Poonam Singh and Mohamad Aman Jairajpuri
Pages 714-721 (8)
Serine Protease inhibitors (serpins) are a super-family of proteins that controls the proteinases involved in the
inflammation, complementation, coagulation and fibrinolytic pathways. Serpins are prone to conformational diseases due
to a complex inhibition mechanism that involves large scale conformational change, and their susceptibility to undergo
point mutations might lead to functional defects. Serpins are associated with diseases like emphysema/cirrhosis, angioedema,
familial dementia, chronic obstructive bronchitis and thrombosis. Serpin polymerization based pathologies are
fairly widespread and devising a cure has been difficult due to lack of clarity regarding its mechanism. Serpin can exist in
various conformational states and has a variable cofactor binding ability. It has a large genome and proteome database
which can be utilized to gain critical insight into their structure, mechanism and defects. Comprehensive computational
studies on the serpin family is lacking, most of the work done till date is limited and deals mostly with few individual serpins.
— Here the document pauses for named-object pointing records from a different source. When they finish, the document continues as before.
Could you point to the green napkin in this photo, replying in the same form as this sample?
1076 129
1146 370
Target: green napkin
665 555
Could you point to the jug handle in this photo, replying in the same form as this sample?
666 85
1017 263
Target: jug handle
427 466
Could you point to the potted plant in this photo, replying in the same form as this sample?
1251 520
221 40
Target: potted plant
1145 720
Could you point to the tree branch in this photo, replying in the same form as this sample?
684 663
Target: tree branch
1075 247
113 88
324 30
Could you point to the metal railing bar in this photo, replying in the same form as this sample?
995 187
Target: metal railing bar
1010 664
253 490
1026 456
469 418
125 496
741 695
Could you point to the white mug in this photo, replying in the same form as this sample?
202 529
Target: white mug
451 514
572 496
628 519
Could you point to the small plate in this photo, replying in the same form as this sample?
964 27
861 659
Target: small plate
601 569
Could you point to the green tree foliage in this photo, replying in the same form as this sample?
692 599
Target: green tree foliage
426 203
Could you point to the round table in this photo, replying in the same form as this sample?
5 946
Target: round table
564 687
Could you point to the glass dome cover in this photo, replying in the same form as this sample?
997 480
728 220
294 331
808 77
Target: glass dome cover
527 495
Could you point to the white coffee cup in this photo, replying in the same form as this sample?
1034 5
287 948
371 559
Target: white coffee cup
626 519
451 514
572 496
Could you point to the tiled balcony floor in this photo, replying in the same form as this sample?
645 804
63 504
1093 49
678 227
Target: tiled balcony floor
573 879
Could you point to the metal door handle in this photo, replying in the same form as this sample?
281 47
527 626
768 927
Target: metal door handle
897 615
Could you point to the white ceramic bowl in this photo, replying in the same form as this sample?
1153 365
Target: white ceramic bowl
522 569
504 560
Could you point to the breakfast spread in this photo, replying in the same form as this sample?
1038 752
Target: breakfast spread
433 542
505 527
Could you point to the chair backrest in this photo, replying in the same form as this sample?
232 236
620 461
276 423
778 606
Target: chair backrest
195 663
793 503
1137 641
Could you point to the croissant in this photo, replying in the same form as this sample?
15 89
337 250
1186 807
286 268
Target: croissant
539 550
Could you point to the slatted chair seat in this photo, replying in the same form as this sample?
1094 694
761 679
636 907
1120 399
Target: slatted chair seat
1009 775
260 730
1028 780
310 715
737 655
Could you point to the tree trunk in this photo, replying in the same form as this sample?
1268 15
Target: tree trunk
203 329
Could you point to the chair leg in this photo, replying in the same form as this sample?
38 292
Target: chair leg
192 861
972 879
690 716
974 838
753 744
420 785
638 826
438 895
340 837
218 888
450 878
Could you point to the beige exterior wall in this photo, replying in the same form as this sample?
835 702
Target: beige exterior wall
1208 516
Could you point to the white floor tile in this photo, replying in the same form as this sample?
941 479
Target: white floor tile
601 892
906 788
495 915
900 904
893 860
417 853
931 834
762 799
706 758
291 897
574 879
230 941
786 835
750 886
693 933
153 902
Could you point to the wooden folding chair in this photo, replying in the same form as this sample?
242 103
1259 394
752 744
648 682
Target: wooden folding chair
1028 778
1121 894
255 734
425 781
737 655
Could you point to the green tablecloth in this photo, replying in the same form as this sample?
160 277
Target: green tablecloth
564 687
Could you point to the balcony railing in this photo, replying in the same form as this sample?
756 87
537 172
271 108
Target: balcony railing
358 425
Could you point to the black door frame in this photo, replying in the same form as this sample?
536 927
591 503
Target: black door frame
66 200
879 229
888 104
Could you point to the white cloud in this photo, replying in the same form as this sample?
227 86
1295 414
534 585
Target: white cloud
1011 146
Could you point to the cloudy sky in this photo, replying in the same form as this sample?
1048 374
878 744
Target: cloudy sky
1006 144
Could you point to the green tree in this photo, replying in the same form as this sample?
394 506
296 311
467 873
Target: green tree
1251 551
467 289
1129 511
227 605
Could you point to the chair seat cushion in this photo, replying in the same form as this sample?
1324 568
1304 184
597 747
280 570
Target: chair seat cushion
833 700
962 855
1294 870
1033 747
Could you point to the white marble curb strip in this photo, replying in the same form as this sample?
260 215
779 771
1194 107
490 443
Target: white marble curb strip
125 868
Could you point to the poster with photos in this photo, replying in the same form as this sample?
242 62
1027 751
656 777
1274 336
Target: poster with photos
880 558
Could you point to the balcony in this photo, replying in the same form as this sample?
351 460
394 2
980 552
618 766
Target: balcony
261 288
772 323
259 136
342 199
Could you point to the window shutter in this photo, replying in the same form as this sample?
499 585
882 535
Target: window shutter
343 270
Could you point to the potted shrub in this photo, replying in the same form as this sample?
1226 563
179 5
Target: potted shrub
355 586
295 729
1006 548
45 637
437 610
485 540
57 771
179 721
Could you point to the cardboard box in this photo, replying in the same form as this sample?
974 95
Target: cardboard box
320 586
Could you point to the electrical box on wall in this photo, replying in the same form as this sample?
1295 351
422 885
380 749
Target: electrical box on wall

We have tried to analyze few aspect of this family using diverse computational biology tools and have shown the
following: a) the importance of residue burial linked shift in the conformational stability as a major factor in increasing
the polymer propensity in serpins. b) Amino acids involved in the polymerization are in general completely buried in the
native conformation. c) An isozyme specific antithrombin study showed the structural basis of improved heparin binding
to beta antithrombin as compared to alpha-antithrombin. d) A comprehensive cavity analysis showed its importance in inhibition
and polymerizaiton and finally e) an interface analysis of various serpin protease complexes identified critical
evolutionary conserved residues in exosite that determines its protease specificity. This work introduces the problem and
emphasizes on the need for in-depth computational studies of serpin superfamily.
Antithrombin, molecular docking, protein cavities, protein polymerization, residue burial, serine protease inhibitors.
Protein Conformation and Enzymology Lab, Department of Biosciences, Jamia Millia Islamia University, Jamia Nagar, New-Delhi 110025, India.